As for the laws of thermodynamics;
I guess I can understand what you are trying to say. Much of the natural laws of our universe exist because of the influence of space-time. Without the universe, space-time would not exist, and thus most of the physical laws. But I see no evidence that laws involving the creation of energy could be affected thusly. I suppose we would have to go back before the quark-gluon formed to witness the effects space-time has on thermodynamics, so this one may be unanswerable for now.


While it is true that this universe is imperfect, I never concluded that the intelligent designer had to be perfect. But even if it were, its views, wants, and plans would almost certainly be to alien and complicated of a concept to understand.

Once again, great reply.

posted on Jul, 20 2009 @ 10:08 PM
reply to post by NRA4ever333

Attributing Complexity to design is fallacious if you are unsure how this transpired.
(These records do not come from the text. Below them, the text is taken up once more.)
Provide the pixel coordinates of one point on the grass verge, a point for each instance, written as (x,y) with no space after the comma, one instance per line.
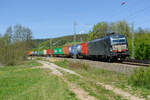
(109,77)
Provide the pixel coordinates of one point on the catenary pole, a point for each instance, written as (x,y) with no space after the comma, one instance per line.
(74,27)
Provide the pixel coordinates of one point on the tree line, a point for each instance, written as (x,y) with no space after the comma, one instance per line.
(14,44)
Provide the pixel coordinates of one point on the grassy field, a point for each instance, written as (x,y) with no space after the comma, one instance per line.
(23,82)
(99,75)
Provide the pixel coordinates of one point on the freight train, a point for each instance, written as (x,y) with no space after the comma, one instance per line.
(111,48)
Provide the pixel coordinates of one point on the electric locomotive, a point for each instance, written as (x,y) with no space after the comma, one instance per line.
(112,47)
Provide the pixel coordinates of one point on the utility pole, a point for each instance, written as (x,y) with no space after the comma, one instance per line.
(74,27)
(132,40)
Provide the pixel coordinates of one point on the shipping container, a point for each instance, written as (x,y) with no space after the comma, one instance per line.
(66,50)
(83,48)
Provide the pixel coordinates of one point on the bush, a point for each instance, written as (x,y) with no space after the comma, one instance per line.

Saying that The Eye's complexity makes it a possible proof of design, without understanding Genetics, Genetic Drift, Chemistry, Mathematics, etc, etc, etc... is unscientific.

IF you don't know how something came into being, then (Scientifically) you say "I don't Know". you would never attribute the creation of something that you are unsure of, to something that you have no proof of.

As that is not science.... it is Faith, and Religion.